China’s top financial authorities have outlined the use of a range of monetary policy tools including further cuts to the reserve ratio for banks to help drive the country’s rural village revitalisation efforts.
A slew of China’s top financial authorities recently convened the “Teleconference on Financial Support for the Consolidation and Expansion of Poverty Alleviation Results and Comprehensively Driving Rural Village Revitalisation” (金融支持巩固拓展脱贫攻坚成果 全面推进乡村振兴电视电话会议), according to an official statement made by the People’s Bank of China (PBOC) on 26 August.
Participating authorities included PBOC, the Ministry of Finance, the China Banking and Insurance Regulatory Commission (CBIRC), the China Securities Regulatory Commission (CSRC) and the Ministry of Agriculture and Rural Affairs (MOA).
The meeting called for “using re-loans and re-discounts, the deposit reserve ratio and other monetary policy tools to provide funding support to financial institutions servicing rural village revitalisation.”
The meeting also called for making efforts by financial institutions to service the Chinese central government’s rural village revitalisation campaign a part of performance assessments.
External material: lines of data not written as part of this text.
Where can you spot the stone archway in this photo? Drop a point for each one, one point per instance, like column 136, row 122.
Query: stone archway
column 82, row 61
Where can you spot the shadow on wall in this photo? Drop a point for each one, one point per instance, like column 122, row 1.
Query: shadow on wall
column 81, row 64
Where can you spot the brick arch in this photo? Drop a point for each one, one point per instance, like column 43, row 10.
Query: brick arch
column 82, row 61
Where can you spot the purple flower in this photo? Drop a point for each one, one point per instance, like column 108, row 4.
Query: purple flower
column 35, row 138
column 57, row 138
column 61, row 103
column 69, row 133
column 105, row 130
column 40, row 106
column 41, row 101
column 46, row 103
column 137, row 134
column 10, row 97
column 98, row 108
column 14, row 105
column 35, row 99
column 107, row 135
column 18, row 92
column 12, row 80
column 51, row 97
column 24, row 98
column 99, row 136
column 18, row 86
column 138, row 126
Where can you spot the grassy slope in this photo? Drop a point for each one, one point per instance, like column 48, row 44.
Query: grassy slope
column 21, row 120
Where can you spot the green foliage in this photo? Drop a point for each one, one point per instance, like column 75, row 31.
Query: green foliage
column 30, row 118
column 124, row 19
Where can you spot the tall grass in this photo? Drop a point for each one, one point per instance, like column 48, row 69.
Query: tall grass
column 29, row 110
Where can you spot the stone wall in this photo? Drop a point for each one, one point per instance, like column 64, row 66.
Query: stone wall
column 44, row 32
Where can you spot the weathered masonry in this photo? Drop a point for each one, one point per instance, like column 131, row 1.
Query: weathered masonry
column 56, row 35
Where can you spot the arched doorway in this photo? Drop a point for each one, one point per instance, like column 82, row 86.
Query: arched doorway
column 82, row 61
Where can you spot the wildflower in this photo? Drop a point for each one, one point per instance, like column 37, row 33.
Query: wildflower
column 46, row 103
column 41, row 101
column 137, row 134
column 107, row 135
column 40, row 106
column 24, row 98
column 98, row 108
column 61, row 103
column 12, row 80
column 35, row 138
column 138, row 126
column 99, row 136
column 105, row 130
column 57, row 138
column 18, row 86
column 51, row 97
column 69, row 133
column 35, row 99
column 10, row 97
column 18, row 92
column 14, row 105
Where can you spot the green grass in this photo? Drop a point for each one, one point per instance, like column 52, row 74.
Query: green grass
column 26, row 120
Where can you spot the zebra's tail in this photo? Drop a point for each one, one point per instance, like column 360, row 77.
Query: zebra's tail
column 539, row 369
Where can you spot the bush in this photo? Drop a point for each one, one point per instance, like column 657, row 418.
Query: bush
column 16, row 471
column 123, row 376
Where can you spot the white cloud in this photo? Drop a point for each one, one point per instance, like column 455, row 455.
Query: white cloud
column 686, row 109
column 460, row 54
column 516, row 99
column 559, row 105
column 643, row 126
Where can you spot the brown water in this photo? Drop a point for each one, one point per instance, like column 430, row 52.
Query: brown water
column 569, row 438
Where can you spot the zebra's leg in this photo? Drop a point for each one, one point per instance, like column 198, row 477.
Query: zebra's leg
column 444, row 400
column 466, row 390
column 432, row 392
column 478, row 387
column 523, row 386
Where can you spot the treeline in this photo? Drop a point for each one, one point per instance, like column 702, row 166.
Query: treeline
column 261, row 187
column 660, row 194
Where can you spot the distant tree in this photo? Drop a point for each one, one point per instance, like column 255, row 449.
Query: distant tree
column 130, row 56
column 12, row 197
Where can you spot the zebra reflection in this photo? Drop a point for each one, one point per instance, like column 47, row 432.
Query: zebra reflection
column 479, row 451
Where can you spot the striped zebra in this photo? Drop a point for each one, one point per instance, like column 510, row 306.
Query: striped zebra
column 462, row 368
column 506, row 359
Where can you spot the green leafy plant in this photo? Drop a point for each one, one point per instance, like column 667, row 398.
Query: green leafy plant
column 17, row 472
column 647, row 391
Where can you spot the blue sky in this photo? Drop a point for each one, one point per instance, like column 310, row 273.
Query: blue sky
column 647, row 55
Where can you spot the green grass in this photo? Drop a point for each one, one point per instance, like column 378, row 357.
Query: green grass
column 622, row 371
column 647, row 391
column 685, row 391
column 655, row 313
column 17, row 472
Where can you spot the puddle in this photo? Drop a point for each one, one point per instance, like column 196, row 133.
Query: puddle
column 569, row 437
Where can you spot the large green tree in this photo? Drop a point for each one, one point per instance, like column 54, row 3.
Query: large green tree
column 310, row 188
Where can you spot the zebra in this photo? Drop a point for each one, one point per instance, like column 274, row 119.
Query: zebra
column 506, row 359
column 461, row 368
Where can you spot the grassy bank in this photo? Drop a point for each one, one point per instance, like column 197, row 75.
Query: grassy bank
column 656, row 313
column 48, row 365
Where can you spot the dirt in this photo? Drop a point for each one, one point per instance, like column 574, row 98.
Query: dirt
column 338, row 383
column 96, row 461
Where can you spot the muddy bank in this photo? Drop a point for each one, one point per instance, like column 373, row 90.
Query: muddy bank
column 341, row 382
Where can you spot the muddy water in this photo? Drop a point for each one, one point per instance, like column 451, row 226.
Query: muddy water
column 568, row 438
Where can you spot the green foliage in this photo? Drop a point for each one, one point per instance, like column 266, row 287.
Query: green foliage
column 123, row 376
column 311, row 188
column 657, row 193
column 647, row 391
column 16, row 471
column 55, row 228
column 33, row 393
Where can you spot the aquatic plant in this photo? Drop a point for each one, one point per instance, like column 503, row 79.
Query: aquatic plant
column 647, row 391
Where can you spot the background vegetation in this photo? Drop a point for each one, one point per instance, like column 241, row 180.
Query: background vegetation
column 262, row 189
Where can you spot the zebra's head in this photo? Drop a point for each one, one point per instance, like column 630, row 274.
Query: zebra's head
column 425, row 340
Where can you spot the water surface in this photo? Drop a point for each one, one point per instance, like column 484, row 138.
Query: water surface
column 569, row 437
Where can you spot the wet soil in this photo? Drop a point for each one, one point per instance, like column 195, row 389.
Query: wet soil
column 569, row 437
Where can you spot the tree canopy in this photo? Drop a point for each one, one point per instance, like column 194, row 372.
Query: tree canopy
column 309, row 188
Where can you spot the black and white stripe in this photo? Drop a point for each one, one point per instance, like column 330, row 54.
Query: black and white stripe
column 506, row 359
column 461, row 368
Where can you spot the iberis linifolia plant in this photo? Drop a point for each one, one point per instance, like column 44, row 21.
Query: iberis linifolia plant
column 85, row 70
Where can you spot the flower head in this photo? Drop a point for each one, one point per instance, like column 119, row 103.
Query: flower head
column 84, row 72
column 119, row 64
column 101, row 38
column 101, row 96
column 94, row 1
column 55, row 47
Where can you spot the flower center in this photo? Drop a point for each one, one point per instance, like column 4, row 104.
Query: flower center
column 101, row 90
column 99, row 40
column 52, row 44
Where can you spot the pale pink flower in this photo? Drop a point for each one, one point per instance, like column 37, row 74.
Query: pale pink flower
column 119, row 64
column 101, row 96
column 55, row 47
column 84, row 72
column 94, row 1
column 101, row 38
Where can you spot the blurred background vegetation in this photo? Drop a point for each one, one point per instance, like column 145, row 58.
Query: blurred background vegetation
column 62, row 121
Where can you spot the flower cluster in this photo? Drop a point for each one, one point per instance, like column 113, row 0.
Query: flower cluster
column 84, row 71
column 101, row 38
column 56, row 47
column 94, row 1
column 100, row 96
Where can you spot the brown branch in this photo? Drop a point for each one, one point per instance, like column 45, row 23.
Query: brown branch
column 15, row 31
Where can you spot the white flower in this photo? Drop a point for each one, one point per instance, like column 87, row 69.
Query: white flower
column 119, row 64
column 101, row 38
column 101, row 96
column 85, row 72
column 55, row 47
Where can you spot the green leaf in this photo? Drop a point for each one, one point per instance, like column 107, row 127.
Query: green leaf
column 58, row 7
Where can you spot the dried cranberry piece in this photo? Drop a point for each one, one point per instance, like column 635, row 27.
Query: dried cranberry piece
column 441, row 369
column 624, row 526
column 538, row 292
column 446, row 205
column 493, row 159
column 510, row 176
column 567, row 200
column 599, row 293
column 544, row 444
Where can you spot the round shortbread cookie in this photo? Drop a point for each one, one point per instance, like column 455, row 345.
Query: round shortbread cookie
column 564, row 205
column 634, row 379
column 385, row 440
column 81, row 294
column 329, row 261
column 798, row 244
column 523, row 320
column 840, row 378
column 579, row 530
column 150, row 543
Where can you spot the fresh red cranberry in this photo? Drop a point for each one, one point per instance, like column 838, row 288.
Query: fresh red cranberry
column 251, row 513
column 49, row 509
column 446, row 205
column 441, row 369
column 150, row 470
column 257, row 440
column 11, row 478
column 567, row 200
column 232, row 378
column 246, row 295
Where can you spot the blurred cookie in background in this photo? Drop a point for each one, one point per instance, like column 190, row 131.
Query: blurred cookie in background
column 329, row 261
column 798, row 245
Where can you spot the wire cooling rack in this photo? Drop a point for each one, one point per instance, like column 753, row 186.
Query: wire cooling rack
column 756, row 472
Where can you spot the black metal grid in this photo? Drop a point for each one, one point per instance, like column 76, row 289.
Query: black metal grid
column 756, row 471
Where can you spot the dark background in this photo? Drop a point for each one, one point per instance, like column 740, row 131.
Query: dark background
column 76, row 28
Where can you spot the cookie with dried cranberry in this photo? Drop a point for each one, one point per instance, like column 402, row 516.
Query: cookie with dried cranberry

Domestic analysts say that the measures outlined flag the possibility of further targeted reserve ratio cuts for financial institutions that specialise in servicing rural areas, including those at the county level.
According to the meeting China’s ongoing poverty alleviation campaign had seen the targeted provision of 9.2 trillion yuan in targeted poverty alleviation loans to support disadvantaged borrowers on 90 million occasions.